Q&A

Can stock portfolio be inherited?

Can stock portfolio be inherited?

You can inherit a stock portfolio in a few different ways. You might be the named beneficiary of the deceased’s brokerage account or individual retirement account. Alternatively, the executor of the deceased’s estate or the probate court may determine that you are to inherit the portfolio.

What happens to a stock portfolio when someone dies?

When you die, the stocks immediately transfer to the surviving joint owner. The stocks don’t go through the probate process and are never included with your estate. The surviving owner can contact the brokerage firm to get your name removed from the stock certificate.

What is the basis for inherited stock?

The cost basis for inherited stock is usually based on its value on the date of the original owner’s death, whether it has gained or lost value since he or she purchased it. If the stock is worth more than the purchase price, the value is stepped up to the value at death.

What did my mom do with her money when her mother died?

Her portfolio, however, wasn’t doing as well. In 1974, when her mother died, Mom had inherited a modest bundle of blue-chip stocks. Largely untouched, and with 40+ years of compounding, they’d grown to the point where some of the positions were more than 90 percent appreciation.

When was the house for sale after my mother died?

The “for sale” sign was up five days after my mother died. I couldn’t even mourn my mother in peace. Each day, they would call me and harass me about the house. I put my money into this house and so much work throughout the years.

What happens to my stocks if I have no children?

If you are single with no children, your stocks go to your nearest blood relatives, such as your parents or grandparents. If you have no blood relatives, your stocks pass to your state of residency. Elder Law Answers: What Happens If You Die Without a Will?

What happens to a parent’s assets when they die?

Mom had every intention of passing these assets to her children, knowing that on her death, the cost basis [the original value for tax purposes] would reset to the value of the stocks when she died. A similar tax benefit occurred when she inherited them.

What was the stock price in 1974 when my father died?

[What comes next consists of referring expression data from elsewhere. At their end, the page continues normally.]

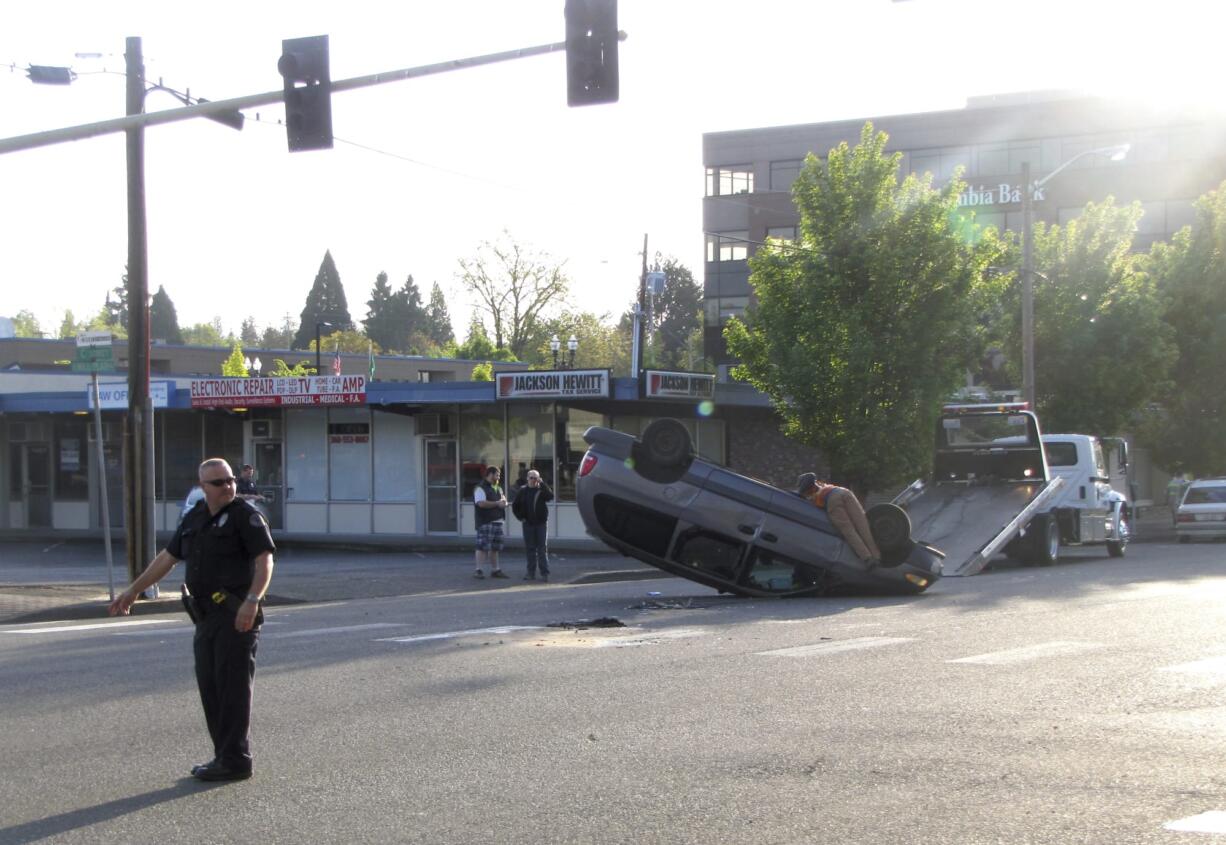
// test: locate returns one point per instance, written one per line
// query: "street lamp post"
(318, 326)
(1028, 259)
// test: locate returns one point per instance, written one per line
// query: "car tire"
(890, 526)
(1045, 540)
(1116, 548)
(666, 443)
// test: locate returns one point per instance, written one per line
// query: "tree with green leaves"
(117, 304)
(868, 320)
(1184, 429)
(479, 347)
(206, 334)
(325, 303)
(26, 325)
(163, 319)
(249, 332)
(234, 366)
(515, 287)
(1101, 348)
(438, 320)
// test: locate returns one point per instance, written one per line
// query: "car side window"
(709, 552)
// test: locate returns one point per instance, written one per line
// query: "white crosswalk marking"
(95, 626)
(453, 634)
(1029, 653)
(342, 629)
(836, 646)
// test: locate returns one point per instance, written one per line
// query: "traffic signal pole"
(590, 59)
(251, 101)
(139, 424)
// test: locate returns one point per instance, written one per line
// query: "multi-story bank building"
(1172, 158)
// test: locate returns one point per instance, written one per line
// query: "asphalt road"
(1080, 703)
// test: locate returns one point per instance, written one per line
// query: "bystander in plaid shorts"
(489, 537)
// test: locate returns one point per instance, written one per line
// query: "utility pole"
(139, 424)
(639, 310)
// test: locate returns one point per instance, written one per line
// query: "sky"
(424, 171)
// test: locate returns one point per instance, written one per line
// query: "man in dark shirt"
(228, 550)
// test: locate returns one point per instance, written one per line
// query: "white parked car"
(1202, 512)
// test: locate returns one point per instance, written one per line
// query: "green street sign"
(93, 359)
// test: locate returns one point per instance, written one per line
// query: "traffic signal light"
(308, 88)
(591, 52)
(49, 75)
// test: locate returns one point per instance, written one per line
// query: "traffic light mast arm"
(251, 101)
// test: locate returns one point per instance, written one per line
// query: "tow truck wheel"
(666, 443)
(1046, 539)
(1123, 530)
(890, 526)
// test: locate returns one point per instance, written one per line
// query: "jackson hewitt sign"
(553, 384)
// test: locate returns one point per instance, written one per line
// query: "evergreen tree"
(381, 318)
(438, 320)
(278, 339)
(325, 303)
(249, 334)
(117, 305)
(163, 319)
(412, 318)
(69, 328)
(234, 367)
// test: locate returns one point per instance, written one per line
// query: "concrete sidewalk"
(69, 580)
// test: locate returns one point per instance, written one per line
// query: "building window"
(571, 424)
(730, 179)
(530, 435)
(727, 245)
(179, 450)
(307, 455)
(395, 458)
(482, 444)
(782, 174)
(71, 461)
(719, 309)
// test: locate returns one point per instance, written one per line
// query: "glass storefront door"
(441, 487)
(269, 481)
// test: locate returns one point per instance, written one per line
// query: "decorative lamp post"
(1028, 259)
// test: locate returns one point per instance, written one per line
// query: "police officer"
(228, 550)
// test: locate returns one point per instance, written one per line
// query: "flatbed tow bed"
(989, 480)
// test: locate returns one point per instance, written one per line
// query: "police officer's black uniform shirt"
(221, 548)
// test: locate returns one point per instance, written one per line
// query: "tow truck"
(989, 487)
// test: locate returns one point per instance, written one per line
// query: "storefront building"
(345, 456)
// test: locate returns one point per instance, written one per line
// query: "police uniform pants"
(846, 513)
(224, 673)
(536, 547)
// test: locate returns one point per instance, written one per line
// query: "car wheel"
(1123, 530)
(666, 443)
(890, 526)
(1046, 539)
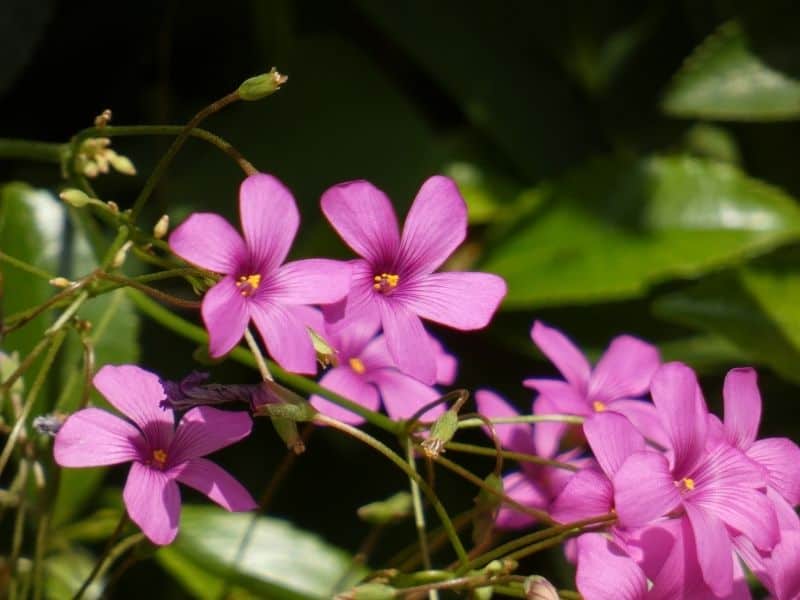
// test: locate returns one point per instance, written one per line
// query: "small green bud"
(262, 85)
(394, 508)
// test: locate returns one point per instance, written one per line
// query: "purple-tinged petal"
(138, 394)
(435, 226)
(285, 336)
(269, 220)
(364, 218)
(606, 571)
(713, 549)
(216, 483)
(644, 489)
(613, 439)
(461, 300)
(683, 413)
(781, 458)
(225, 314)
(210, 242)
(587, 494)
(567, 358)
(724, 485)
(92, 437)
(409, 343)
(153, 502)
(403, 395)
(310, 281)
(625, 370)
(343, 380)
(204, 430)
(742, 407)
(515, 437)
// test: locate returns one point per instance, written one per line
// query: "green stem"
(28, 150)
(402, 465)
(197, 334)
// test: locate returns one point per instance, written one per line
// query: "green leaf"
(725, 79)
(278, 561)
(612, 229)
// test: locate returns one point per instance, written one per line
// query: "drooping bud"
(262, 85)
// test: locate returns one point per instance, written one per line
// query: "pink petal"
(403, 395)
(625, 370)
(461, 300)
(613, 439)
(524, 490)
(518, 438)
(742, 407)
(92, 437)
(137, 394)
(435, 226)
(563, 354)
(713, 549)
(153, 502)
(311, 281)
(210, 242)
(364, 218)
(343, 380)
(408, 342)
(285, 336)
(606, 571)
(683, 413)
(587, 494)
(204, 430)
(225, 314)
(644, 489)
(269, 220)
(781, 458)
(216, 483)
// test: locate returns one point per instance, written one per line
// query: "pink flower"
(720, 490)
(622, 374)
(394, 281)
(161, 455)
(256, 285)
(366, 373)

Translation: Instead of paying gains on the 1974 stock price, we should have been paying gains on the January 2, 2002 price, the date of my father’s death. Fortunately, the mistake was largely confined to 2015.

Her portfolio, however, wasn’t doing as well. In 1974, when her mother died, Mom had inherited a modest bundle of blue-chip stocks. Largely untouched, and with 40+ years of compounding, they’d grown to the point where some of the positions were more than 90 percent appreciation.

Mom had every intention of passing these assets to her children, knowing that on her death, the cost basis [the original value for tax purposes] would reset to the value of the stocks when she died. A similar tax benefit occurred when she inherited them.

What is the procedure to transfer stock from a deceased owner?

When the decedent’s will is entered into probate and the probate process is underway, one role of the executor is to transfer assets, including stock. 1. Locate the bank. The first step in transferring stock to an heir is to locate the bank holding the account.